The effect of polymer/ceramic scaffold architecture and composition on the growth of MC3T3 osteoblastic cell line

2^nd International Conference and Exhibition on Materials Science & Engineering

October 07-09, 2013 Hampton Inn Tropicana, Las Vegas, NV, USA

Amy Yousefi, Joshua Minton, Cara Janney, Carlie Focke, Rosa Akbarzadeh and Paul James

Scientific Tracks Abstracts: J Material Sci

Abstract :

Tissue engineering scaffolds seeded with cells and growth factors have shown promise for the treatment of bone defects. In this study, we have developed a method of fabricating polymer/ceramic scaffolds that leads to a controlled pore size and fully interconnected pores, while avoiding the use of toxic solvents. Our scaffolds were produced through melt processing, which involves heating a blend of two polymer powders above their melting temperatures to generate an interpenetrating network. Polycaprolactone (PCL) was the primary scaffold material used in this study due to its low melting temperature (below 70 0 C). Poly (ethylene oxide) (PEO) has a similar melting point and was used as the primary porogen.
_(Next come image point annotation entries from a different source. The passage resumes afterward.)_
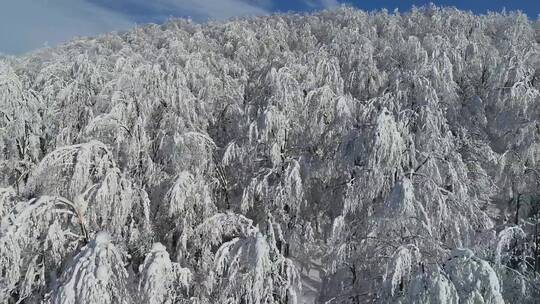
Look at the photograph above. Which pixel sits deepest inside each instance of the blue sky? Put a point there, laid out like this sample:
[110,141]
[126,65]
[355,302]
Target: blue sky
[26,25]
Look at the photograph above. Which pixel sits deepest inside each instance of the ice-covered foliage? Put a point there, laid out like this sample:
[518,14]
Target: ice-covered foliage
[474,278]
[335,157]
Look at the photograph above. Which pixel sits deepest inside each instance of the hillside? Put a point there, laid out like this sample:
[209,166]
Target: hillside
[336,157]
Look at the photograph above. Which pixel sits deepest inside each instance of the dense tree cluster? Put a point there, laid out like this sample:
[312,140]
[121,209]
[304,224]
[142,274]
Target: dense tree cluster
[337,157]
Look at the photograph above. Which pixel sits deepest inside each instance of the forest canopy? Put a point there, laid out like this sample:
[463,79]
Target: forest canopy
[342,156]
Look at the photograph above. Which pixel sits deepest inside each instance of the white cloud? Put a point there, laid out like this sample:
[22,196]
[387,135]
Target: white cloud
[29,24]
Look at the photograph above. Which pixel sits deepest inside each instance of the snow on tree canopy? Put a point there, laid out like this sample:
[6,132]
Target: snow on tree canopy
[339,156]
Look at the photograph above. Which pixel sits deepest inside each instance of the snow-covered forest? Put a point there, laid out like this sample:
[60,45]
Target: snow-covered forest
[337,157]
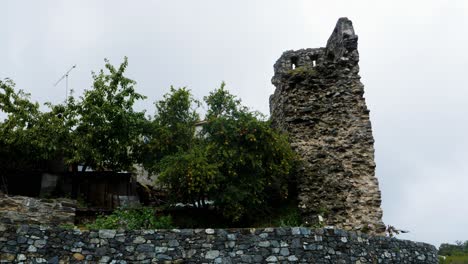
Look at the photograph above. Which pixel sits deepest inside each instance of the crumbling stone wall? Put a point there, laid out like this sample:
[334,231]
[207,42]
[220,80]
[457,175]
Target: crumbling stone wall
[32,244]
[27,210]
[319,102]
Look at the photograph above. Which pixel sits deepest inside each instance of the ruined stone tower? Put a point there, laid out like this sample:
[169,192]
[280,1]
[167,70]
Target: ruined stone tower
[319,102]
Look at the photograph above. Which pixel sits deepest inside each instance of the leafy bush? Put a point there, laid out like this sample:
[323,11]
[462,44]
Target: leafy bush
[237,161]
[131,219]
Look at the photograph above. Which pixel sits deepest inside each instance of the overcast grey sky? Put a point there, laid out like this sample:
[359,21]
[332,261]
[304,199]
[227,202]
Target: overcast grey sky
[414,66]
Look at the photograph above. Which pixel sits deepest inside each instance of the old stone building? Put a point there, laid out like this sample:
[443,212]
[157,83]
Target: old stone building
[319,102]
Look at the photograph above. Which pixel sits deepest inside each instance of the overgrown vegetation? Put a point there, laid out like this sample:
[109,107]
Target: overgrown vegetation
[100,129]
[237,161]
[235,165]
[132,219]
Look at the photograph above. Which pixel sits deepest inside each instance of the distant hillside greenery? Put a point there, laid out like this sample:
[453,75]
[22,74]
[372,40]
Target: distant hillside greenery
[454,253]
[231,160]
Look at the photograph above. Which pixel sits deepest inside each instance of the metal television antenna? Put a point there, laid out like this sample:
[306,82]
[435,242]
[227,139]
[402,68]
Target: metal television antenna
[65,76]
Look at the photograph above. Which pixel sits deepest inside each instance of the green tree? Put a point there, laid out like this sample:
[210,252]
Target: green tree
[255,160]
[172,129]
[108,130]
[17,148]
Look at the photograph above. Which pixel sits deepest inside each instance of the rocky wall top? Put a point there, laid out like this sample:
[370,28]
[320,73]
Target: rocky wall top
[32,244]
[28,210]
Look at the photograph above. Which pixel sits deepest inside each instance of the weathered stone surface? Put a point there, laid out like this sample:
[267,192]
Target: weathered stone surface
[281,245]
[319,102]
[28,210]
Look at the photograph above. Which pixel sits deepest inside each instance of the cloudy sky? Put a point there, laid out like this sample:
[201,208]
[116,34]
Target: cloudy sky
[414,65]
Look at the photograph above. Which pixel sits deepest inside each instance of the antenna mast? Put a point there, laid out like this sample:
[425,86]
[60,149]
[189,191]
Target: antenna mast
[65,76]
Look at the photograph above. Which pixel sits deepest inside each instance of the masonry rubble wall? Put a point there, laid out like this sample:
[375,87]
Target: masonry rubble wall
[19,210]
[35,244]
[319,102]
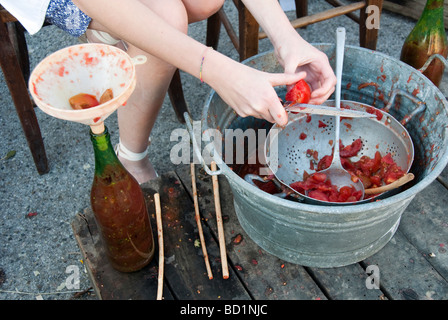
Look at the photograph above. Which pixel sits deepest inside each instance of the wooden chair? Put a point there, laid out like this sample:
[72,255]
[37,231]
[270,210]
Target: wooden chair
[247,43]
[14,62]
[249,34]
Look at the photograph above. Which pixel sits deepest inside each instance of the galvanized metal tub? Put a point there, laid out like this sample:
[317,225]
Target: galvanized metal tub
[327,236]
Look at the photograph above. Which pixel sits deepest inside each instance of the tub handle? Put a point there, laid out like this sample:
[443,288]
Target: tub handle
[421,106]
[196,148]
[428,62]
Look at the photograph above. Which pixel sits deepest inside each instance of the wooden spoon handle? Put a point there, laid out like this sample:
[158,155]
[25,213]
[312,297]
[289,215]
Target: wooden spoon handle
[404,179]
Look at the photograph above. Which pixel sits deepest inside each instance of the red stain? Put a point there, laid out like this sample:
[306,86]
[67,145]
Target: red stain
[367,84]
[61,71]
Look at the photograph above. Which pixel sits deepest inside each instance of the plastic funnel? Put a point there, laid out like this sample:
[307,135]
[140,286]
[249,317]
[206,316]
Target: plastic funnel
[87,68]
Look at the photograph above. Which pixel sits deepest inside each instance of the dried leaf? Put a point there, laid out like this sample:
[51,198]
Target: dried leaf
[9,155]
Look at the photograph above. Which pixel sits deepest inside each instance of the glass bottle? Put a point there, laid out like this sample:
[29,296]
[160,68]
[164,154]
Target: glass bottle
[120,210]
[427,38]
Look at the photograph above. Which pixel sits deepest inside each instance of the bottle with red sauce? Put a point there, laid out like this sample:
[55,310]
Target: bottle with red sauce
[120,210]
[427,38]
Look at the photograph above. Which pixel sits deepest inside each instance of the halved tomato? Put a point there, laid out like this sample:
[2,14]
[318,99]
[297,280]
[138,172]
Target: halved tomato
[300,93]
[83,101]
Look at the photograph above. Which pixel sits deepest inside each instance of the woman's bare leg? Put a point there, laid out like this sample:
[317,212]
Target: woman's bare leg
[137,118]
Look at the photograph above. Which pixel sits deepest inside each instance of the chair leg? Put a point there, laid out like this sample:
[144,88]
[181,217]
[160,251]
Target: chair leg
[177,98]
[18,40]
[213,29]
[301,8]
[22,101]
[248,32]
[368,35]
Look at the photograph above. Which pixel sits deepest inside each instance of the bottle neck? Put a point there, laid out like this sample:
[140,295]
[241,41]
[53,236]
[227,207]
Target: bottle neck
[434,4]
[433,11]
[104,152]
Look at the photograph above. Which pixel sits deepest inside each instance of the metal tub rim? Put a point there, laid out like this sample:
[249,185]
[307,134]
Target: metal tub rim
[318,210]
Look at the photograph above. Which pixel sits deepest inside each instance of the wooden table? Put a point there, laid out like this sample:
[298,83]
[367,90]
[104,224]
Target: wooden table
[413,265]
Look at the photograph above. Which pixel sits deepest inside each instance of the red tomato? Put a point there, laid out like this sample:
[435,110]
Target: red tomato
[83,101]
[300,93]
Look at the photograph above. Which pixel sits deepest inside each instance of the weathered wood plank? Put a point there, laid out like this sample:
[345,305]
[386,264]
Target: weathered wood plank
[425,225]
[266,276]
[185,270]
[108,283]
[405,274]
[346,283]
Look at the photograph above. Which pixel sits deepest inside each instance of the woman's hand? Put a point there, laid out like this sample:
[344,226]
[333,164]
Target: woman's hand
[297,55]
[248,91]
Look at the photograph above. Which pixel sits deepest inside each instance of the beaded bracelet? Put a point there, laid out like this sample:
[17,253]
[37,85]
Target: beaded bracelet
[202,63]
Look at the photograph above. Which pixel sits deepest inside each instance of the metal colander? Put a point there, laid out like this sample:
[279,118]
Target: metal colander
[297,147]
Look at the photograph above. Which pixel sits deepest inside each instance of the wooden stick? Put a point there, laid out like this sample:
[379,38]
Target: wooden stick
[397,183]
[222,241]
[198,222]
[160,240]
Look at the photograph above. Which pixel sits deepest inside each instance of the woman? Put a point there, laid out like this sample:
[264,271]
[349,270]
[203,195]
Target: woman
[158,29]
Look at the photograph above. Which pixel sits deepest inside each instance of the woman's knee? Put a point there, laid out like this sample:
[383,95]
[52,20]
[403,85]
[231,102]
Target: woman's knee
[172,11]
[199,10]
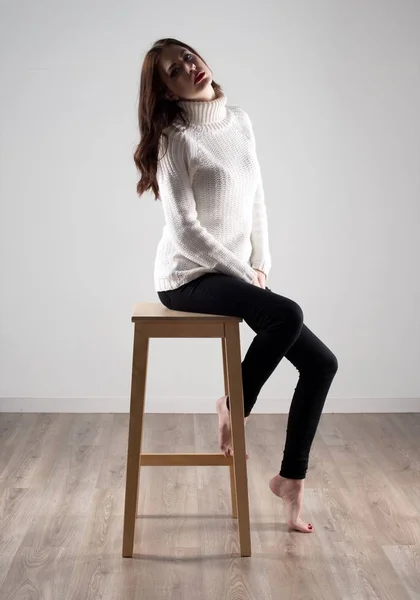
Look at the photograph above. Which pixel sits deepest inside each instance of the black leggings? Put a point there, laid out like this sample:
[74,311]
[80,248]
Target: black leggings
[278,323]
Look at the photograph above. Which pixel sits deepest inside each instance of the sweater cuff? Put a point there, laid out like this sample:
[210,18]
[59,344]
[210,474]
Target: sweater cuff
[249,274]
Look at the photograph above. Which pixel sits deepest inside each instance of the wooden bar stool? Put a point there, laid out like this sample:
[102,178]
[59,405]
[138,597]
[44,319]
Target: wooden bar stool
[153,320]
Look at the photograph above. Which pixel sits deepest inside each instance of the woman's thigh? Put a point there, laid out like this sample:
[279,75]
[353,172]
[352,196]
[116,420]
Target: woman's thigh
[222,294]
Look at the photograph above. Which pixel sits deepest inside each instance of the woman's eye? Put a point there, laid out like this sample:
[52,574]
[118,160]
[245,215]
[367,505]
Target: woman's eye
[176,69]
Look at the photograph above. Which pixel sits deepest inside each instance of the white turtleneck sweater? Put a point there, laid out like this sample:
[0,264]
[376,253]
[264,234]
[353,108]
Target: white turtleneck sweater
[212,197]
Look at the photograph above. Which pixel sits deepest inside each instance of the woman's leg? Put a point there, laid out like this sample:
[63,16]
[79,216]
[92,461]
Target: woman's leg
[317,366]
[276,320]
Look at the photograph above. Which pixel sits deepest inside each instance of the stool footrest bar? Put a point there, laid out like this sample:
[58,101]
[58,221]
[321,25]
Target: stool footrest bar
[184,460]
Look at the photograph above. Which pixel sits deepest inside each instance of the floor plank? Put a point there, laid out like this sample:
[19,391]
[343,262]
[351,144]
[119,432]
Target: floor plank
[62,481]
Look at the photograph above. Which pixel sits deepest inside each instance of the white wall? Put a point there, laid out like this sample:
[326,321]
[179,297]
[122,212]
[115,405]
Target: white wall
[333,90]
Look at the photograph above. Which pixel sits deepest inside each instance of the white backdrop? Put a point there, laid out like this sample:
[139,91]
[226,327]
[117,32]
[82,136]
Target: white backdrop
[333,90]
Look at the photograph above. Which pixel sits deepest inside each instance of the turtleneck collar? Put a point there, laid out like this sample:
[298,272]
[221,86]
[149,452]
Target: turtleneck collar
[209,111]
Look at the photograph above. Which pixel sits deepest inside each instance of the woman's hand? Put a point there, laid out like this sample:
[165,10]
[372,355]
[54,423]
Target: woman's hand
[260,278]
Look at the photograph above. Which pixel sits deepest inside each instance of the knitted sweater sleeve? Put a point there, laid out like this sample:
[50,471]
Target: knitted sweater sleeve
[179,207]
[260,257]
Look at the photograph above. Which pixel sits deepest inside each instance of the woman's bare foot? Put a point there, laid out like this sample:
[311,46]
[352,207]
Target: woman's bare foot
[291,491]
[225,432]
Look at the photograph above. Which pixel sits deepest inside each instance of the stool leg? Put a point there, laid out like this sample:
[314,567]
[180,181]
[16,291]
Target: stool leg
[138,389]
[233,492]
[233,359]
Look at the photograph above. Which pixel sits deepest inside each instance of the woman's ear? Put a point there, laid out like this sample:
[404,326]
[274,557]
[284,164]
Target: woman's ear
[170,96]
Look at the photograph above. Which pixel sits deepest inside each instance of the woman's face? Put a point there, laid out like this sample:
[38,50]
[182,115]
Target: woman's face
[185,75]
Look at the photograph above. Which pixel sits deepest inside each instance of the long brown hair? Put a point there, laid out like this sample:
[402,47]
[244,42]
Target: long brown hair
[155,113]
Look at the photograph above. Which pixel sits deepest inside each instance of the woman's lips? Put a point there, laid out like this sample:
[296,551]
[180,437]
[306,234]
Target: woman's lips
[199,76]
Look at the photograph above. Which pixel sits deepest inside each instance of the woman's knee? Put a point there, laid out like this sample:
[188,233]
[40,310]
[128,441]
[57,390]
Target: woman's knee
[330,363]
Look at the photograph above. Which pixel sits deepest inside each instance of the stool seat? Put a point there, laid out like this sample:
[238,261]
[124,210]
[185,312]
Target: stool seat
[149,311]
[154,320]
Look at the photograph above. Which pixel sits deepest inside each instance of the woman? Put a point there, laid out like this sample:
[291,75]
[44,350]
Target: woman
[198,156]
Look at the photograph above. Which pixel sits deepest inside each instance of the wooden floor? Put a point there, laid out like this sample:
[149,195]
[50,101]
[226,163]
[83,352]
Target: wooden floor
[61,512]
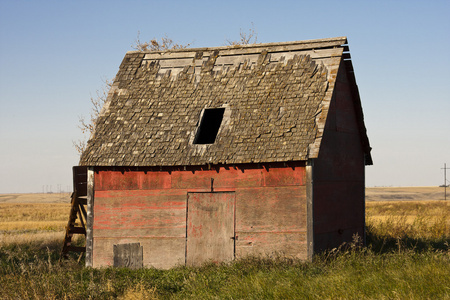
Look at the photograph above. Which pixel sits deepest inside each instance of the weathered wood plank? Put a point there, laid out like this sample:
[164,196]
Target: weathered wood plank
[140,213]
[161,253]
[210,228]
[271,209]
[128,255]
[271,244]
[90,218]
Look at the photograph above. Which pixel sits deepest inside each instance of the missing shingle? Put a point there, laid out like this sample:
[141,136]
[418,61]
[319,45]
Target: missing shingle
[209,126]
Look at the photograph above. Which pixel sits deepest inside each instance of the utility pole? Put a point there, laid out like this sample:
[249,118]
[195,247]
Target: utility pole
[445,180]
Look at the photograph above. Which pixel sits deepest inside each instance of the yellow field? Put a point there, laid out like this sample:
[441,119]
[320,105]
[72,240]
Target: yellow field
[406,193]
[35,198]
[400,210]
Hydroxyapatite (HA) was incorporated into the polymer blend so as to produce constructs with enhanced osteoconductivity. The porosity and interconnectivity of the scaffolds were achieved through dissolving PEO in water. The effects of polymer ratio, HA content, and pressure applied during the fabrication process were investigated in this study. The effectiveness of these scaffolds was determined by examining the porosity, pore interconnectivity, and mechanical properties through performing micro-computed tomography (μ-CT) and unconfined compression analyses. Our results demonstrated that melt processing was capable of producing scaffolds with desired pore size range (>150 μm), and porosity greater than 55%. Also, the incorporation of HA into the scaffolds did not negatively impact scaffold morphology or pore formation. The in vitro studies were performed using osteoblastic MC3T3-E1 cell line to verify the suitability of these constructs for bone tissue engineering.

Biography :

Amy Yousefi completed her Ph.D. in Chemical Engineering at University of Montreal in 1996. After postdoctoral studies on computational fluid dynamics (CFD) at the same university, she joined the National Research Council of Canada (NRC) in 1999 as a researcher, where she established a research program on tissue engineering scaffolds. Since 2009, she has been holding a faculty position as a Spooner Schallek Associate Professor at Miami University. She has published 20 papers in reputed journals and has given over 50 conference presentations. Since 2010 she has been working with 4 NIH study sections as a reviewer.